顎の痛みが虫歯にある場合は、まず虫歯治療を最優先で行わなければなりません。放置することで細菌感染や炎症が悪化し、身体への悪影響につながるおそれがあります。
虫歯以外で顎が痛くなる原因
顎の痛みの原因は、虫歯だけではありません。次のような要因によって生じている可能性もあります。
- 顎関節症
- 歯周病
- 親知らずの抜歯
- 歯茎や顎骨の腫瘍
- 口腔顔面痛
それぞれの原因を確認していきましょう。
顎関節症
顎関節症とは、耳の穴の前あたりにある顎関節や顎を動かすための筋肉に、痛みや違和感が起こる疾患のことです。口が大きく開けられない、関節から異音が聞こえるなどの症状がある場合は、顎関節症が疑われます。
顎関節症が進行すると、耳やこめかみ、顔全体などに痛みを感じ、頭痛や肩こりなどの症状を伴うことも。放置すると関節の損傷や変形が生じるリスクもあるため、当てはまる症状があれば早めに受診しましょう。
歯周病
歯周病とは、歯を支えている周りの組織が細菌によって炎症を起こす病気です。歯周病が進行すると、歯を支えている顎の骨に悪影響を及ぼします。この状態がさらに悪化すると、細菌が骨の奥深くまで入り込み、虫歯と同様に顎骨骨髄炎を引き起こすこともあります。
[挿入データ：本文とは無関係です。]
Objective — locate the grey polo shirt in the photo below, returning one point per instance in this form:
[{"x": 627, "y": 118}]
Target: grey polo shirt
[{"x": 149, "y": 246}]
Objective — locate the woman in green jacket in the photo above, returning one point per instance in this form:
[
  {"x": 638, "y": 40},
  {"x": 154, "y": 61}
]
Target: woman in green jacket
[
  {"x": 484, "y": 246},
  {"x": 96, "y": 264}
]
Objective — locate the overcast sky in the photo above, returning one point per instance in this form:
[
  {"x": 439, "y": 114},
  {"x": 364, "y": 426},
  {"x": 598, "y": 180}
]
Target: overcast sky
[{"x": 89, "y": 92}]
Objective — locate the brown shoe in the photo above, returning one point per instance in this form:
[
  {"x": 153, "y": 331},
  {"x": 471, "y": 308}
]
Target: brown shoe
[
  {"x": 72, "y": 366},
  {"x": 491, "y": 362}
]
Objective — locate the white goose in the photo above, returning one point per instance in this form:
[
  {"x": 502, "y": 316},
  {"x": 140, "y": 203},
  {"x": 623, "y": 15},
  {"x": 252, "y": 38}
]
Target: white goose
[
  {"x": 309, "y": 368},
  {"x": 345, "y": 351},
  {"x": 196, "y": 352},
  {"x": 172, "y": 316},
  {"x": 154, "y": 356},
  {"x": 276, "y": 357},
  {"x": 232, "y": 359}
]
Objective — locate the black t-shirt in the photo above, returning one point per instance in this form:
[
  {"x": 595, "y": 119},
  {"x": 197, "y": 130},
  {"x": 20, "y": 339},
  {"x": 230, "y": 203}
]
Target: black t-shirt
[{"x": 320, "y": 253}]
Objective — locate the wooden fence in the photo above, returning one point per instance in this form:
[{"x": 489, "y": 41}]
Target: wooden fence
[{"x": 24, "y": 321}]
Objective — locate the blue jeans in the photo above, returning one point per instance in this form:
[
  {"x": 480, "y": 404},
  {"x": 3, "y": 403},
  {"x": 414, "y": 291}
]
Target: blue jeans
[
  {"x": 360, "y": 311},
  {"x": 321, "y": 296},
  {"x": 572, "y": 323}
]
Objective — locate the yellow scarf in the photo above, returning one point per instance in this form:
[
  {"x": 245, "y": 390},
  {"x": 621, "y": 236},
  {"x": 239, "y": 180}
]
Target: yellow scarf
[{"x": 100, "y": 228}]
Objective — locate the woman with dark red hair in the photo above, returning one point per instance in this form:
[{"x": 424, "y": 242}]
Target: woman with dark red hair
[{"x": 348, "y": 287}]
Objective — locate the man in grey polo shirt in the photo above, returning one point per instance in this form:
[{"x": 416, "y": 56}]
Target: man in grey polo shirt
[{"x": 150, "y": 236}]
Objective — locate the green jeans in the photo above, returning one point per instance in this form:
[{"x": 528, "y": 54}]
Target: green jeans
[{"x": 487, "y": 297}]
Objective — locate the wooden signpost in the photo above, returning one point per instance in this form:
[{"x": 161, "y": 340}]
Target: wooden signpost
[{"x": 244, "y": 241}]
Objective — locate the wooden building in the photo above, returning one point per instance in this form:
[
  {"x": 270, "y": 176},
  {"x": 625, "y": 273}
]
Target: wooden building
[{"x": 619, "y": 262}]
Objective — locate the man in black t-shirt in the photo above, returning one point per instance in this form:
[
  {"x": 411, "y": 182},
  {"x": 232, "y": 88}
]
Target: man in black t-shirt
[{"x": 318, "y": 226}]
なお、歯周病が進むことで歯周ポケットが広がり、細菌の増殖を助長してしまうことも要因の1つです。歯周病を予防するためにも、定期的な歯科検診と正しい歯磨きで口腔環境を整えるようにしましょう。
親知らずの抜歯
親知らずとは、一番奥に生える永久歯のことで「第三大臼歯」と呼ばれます。まっすぐに生えることは少なく、斜めに生えてくることや埋まった状態であることが多いのが特徴です。親知らずによって生じた磨き残しが原因で、智歯周囲炎と呼ばれる炎症を引き起こすこともあります。
また親知らずの抜歯は、歯周病や虫歯のリスクを軽減できますが、抜歯後に顎の痛みを感じることも少なくありません。抜歯後に生じた痛みは通常数日でよくなりますが、痛みが強いときや長引いている場合は、何かしらのトラブルが疑われます。
抜歯部位に細菌が感染し、炎症を起こしている可能性もあるので、医療機関で早めに相談することが大切です。
歯茎や顎骨の腫瘍
歯茎や顎骨にできる腫瘍には、良性のものと悪性のものがあります。良性腫瘍の場合は、ほかの組織に広がることはありませんが、肥大することで顎の痛みを引き起こします。
悪性腫瘍はほかの組織に広がる可能性があり、早期発見と速やかな治療が重要です。いずれの場合も医療機関で適切な処置を受ける必要があるでしょう。
歯茎や顎骨に腫瘍ができる原因は解明されていませんが、遺伝要因にくわえて生活習慣や環境要因が関係すると考えられています。
口腔顔面痛
口腔顔面痛とは、虫歯や歯周病などの明確な原因となる病変がないにもかかわらず、口の中や顔面、顎などに痛みを感じる状態です。原因はさまざまあり、原因ごとに対処法が異なります。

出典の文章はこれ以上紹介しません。